As teaching practices adapt to changing technologies, budgetary constraints, new student populations, and changing employment practices, writing programs remain full of people dedicated to helping students improve their writing. This edited volume offers strategies for implementing large- and small-scale changes in writing programs by focusing on transformations—the institutional, programmatic, curricular, and labor practices that work together to shape our teaching and learning experiences of writing and rhetoric in higher education. The collection includes chapters from multiple award-winning writing programs, including the recipients of the Two-Year College Association’s Outstanding Programs in English Award and the Conference on College Composition and Communication’s Writing Program Certificate of Excellence. These authors offer perspectives that demonstrate the deep work of transformation in writing programs and practices writ large, confirm the ways in which writing programs are connected to and situated within larger institutional and disciplinary contexts, and outline successful methods for navigating these contexts in order to transform the work. In using the prism of transformation as the organizing principle for the collection, Transformations offers a range of strategies for adapting writing programs so that they meet the needs of students and teachers in service of creating equitable, ethical literacy instruction in a range of postsecondary contexts. Contributors: Leah Anderst, Cynthia Baer, Ruth Benander, Mwangi Alex Chege, Jaclyn Fiscus-Cannaday, Joanne Giordano, Rachel Hall Buck, Sarah Henderson Lee, Allison Hutchinson, Lynee Lewis Gaillet, Jennifer Maloy, Neil Meyer, Susan Miller-Cochran, Ruth Osorio, Lori Ostergaard, Shyam Pandey, Cassie Phillips, Brenda Refaei, Heather Robinson, Shelley Rodrigo, Julia Romberger, Tiffany Rousculp, Megan Schoen, Paulette Stevenson

Higher Education in the Next Decade

Higher Education in the Next Decade
Title Higher Education in the Next Decade PDF eBook
Author
Publisher BRILL
Pages 382
Release 2021-05-25
Genre Education
ISBN 9004462716

Download Higher Education in the Next Decade Book in PDF, Epub and Kindle

This 50th volume examines current global trends in higher education, which include the situation of academic faculty, the demand for access, the role of the university in society and its governance, funding trends, and higher education’s international dimensions.

Linguistic Discrimination in US Higher Education

Linguistic Discrimination in US Higher Education
Title Linguistic Discrimination in US Higher Education PDF eBook
Author Gaillynn Clements
Publisher Routledge
Pages 191
Release 2021-03-30
Genre Education
ISBN 1000317757

Download Linguistic Discrimination in US Higher Education Book in PDF, Epub and Kindle

This volume examines different forms of language and dialect discrimination on U.S. college campuses, where relevant protections in K-12 schools and the workplace are absent.

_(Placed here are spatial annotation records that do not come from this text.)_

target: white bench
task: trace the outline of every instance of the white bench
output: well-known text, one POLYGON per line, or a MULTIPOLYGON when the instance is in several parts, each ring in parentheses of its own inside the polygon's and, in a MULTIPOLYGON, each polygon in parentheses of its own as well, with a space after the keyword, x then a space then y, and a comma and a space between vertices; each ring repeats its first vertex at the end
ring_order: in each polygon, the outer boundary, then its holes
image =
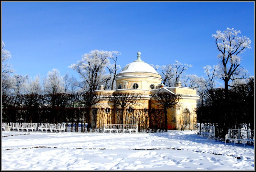
POLYGON ((236 146, 236 142, 237 141, 239 143, 240 143, 244 144, 246 142, 249 144, 250 142, 254 143, 254 130, 245 129, 229 129, 229 134, 226 134, 225 137, 225 145, 226 141, 229 140, 229 143, 234 142, 234 146, 236 146))
POLYGON ((13 124, 12 126, 10 128, 12 129, 13 131, 14 131, 16 129, 18 131, 20 129, 22 131, 26 130, 27 131, 30 130, 30 131, 33 130, 36 131, 37 129, 37 123, 15 123, 13 124))
POLYGON ((2 131, 5 131, 5 129, 9 129, 8 122, 2 122, 2 131))
POLYGON ((48 130, 52 132, 52 131, 56 132, 57 131, 61 133, 61 131, 65 132, 65 126, 66 123, 62 123, 61 124, 51 124, 51 123, 40 123, 37 129, 37 132, 39 130, 41 130, 42 132, 44 130, 45 130, 46 132, 47 132, 48 130))
POLYGON ((127 131, 131 133, 132 131, 134 131, 138 133, 138 125, 137 124, 104 124, 103 128, 103 133, 105 131, 109 131, 110 133, 112 131, 123 131, 123 133, 127 131))
POLYGON ((200 131, 200 134, 203 135, 203 137, 207 136, 208 139, 212 138, 215 139, 215 127, 213 126, 204 126, 201 130, 200 131))

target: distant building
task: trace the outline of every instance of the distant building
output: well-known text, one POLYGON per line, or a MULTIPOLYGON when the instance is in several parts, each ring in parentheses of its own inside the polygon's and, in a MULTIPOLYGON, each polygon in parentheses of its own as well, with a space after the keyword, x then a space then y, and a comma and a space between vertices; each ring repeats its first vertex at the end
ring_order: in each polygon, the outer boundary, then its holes
MULTIPOLYGON (((104 86, 101 86, 99 90, 95 91, 109 94, 114 92, 141 93, 143 96, 142 102, 131 108, 144 109, 157 108, 154 97, 157 96, 158 93, 180 94, 182 96, 182 99, 180 101, 181 108, 176 107, 167 110, 168 129, 180 129, 180 124, 183 122, 180 119, 181 115, 187 115, 190 119, 190 124, 186 129, 193 129, 193 121, 196 117, 194 110, 197 107, 197 100, 199 99, 199 96, 196 94, 196 90, 181 87, 179 81, 175 83, 174 87, 164 87, 161 83, 161 75, 152 66, 142 60, 140 52, 138 52, 137 54, 136 60, 126 65, 116 75, 115 80, 117 90, 104 90, 104 86)), ((110 109, 113 108, 113 104, 108 102, 107 100, 102 102, 100 106, 101 107, 110 109)), ((116 123, 117 120, 115 118, 112 121, 116 123)))

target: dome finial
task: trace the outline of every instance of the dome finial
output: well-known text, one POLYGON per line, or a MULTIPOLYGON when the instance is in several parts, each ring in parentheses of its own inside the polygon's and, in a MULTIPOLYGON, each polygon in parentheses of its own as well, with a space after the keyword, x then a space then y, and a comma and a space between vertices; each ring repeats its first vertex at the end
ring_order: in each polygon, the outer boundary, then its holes
POLYGON ((141 59, 140 58, 140 55, 141 54, 141 52, 138 52, 137 53, 137 54, 138 54, 138 56, 137 56, 137 59, 134 62, 144 62, 141 60, 141 59))

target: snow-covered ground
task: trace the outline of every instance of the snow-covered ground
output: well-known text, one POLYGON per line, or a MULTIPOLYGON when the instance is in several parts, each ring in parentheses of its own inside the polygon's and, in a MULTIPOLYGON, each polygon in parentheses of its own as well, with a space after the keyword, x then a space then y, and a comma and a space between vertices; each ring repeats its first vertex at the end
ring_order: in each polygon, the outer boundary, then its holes
POLYGON ((2 131, 2 170, 254 170, 254 146, 193 131, 157 133, 2 131))

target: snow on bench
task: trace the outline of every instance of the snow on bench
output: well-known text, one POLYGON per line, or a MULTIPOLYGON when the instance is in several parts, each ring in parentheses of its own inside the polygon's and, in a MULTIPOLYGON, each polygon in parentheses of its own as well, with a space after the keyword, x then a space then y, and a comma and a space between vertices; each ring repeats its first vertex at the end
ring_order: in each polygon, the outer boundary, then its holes
POLYGON ((43 131, 44 130, 45 130, 47 133, 48 130, 50 130, 51 132, 52 132, 53 130, 54 131, 55 131, 55 132, 56 132, 57 131, 58 131, 60 133, 61 133, 62 131, 65 132, 65 125, 66 123, 61 124, 40 123, 37 129, 37 132, 39 130, 41 130, 42 132, 43 132, 43 131))
POLYGON ((28 130, 30 130, 30 131, 33 130, 36 131, 37 129, 37 123, 14 123, 13 124, 12 126, 10 128, 10 129, 12 129, 13 131, 16 129, 18 131, 20 129, 23 131, 24 130, 26 130, 27 131, 28 130))
MULTIPOLYGON (((9 123, 8 122, 2 122, 2 131, 5 131, 6 129, 9 129, 9 123)), ((8 129, 7 130, 9 130, 8 129)))
POLYGON ((225 137, 225 145, 226 141, 229 140, 229 143, 231 141, 234 142, 236 146, 236 142, 238 143, 243 143, 244 147, 247 142, 248 144, 250 142, 254 143, 254 130, 245 129, 229 129, 229 134, 226 134, 225 137))
POLYGON ((202 129, 200 131, 200 134, 203 135, 203 137, 207 136, 208 139, 211 138, 214 138, 215 139, 215 127, 213 126, 204 126, 202 129))
POLYGON ((137 124, 104 124, 103 133, 105 131, 109 131, 110 133, 112 131, 115 131, 118 133, 119 131, 123 131, 123 133, 125 131, 130 132, 131 134, 132 131, 136 131, 138 133, 138 125, 137 124))

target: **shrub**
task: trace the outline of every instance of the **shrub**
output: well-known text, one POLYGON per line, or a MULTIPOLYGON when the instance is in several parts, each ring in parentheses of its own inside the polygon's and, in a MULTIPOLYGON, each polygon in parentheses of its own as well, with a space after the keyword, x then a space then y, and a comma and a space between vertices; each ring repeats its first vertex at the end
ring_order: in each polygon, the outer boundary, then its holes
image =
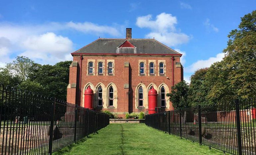
POLYGON ((139 116, 139 119, 144 119, 145 118, 145 115, 143 112, 140 113, 140 116, 139 116))
POLYGON ((139 114, 135 113, 132 113, 131 114, 126 114, 125 115, 125 118, 126 119, 138 119, 139 118, 139 114))
POLYGON ((129 118, 129 114, 127 113, 125 114, 125 118, 126 119, 129 118))
POLYGON ((109 116, 109 118, 111 119, 119 119, 120 118, 120 117, 119 117, 117 116, 117 114, 115 113, 111 113, 109 111, 107 110, 105 110, 104 111, 102 111, 102 112, 104 114, 106 114, 107 115, 108 115, 109 116))

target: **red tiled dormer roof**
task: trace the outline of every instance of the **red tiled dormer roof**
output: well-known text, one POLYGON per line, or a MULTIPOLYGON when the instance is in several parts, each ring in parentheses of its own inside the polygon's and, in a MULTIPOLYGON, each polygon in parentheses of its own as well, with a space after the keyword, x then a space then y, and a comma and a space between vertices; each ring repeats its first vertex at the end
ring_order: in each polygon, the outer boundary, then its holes
POLYGON ((134 48, 135 47, 132 45, 132 44, 129 41, 126 40, 124 43, 123 43, 123 44, 120 45, 118 47, 132 47, 134 48))

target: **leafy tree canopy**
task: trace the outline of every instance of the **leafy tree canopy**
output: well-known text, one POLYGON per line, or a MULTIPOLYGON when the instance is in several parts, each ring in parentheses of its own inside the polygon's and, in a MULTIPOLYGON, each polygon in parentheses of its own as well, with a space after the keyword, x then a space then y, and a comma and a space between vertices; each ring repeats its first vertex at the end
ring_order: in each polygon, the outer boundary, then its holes
POLYGON ((167 94, 175 109, 188 108, 188 101, 189 85, 185 81, 182 81, 172 87, 171 93, 167 94))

Real-world case studies at intersections with class, race, gender, and ability explore pedagogical and social manifestations and long-term impacts of this prejudice between and among students, faculty, and administrators. With chapters by experts including Walt Wolfram and Christina Higgins, this book will be useful for students in courses in language & power and language variety, among others; researchers in sociolinguistics, education, identity studies, and justice & equity studies; and diversity officers looking to understand and combat this bias.

Sexual Rhetorics

Sexual Rhetorics
Title Sexual Rhetorics PDF eBook
Author Jonathan Alexander
Publisher Routledge
Pages 285
Release 2015-10-16
Genre Language Arts & Disciplines
ISBN 1317442679

Download Sexual Rhetorics Book in PDF, Epub and Kindle

Sexual rhetoric is the self-conscious and critical engagement with discourses of sexuality that exposes both their naturalization and their queering, their torquing to create different or counter-discourses, giving voice and agency to multiple and complex sexual experiences. This volume explores the intersection of rhetoric and sexuality through the varieties of methods available in the fields of rhetoric and writing studies, including case studies, theoretical questioning, ethnographies, or close (and distant) readings of "texts" that help us think through the rhetorical force of sexuality and the sexual force of rhetoric.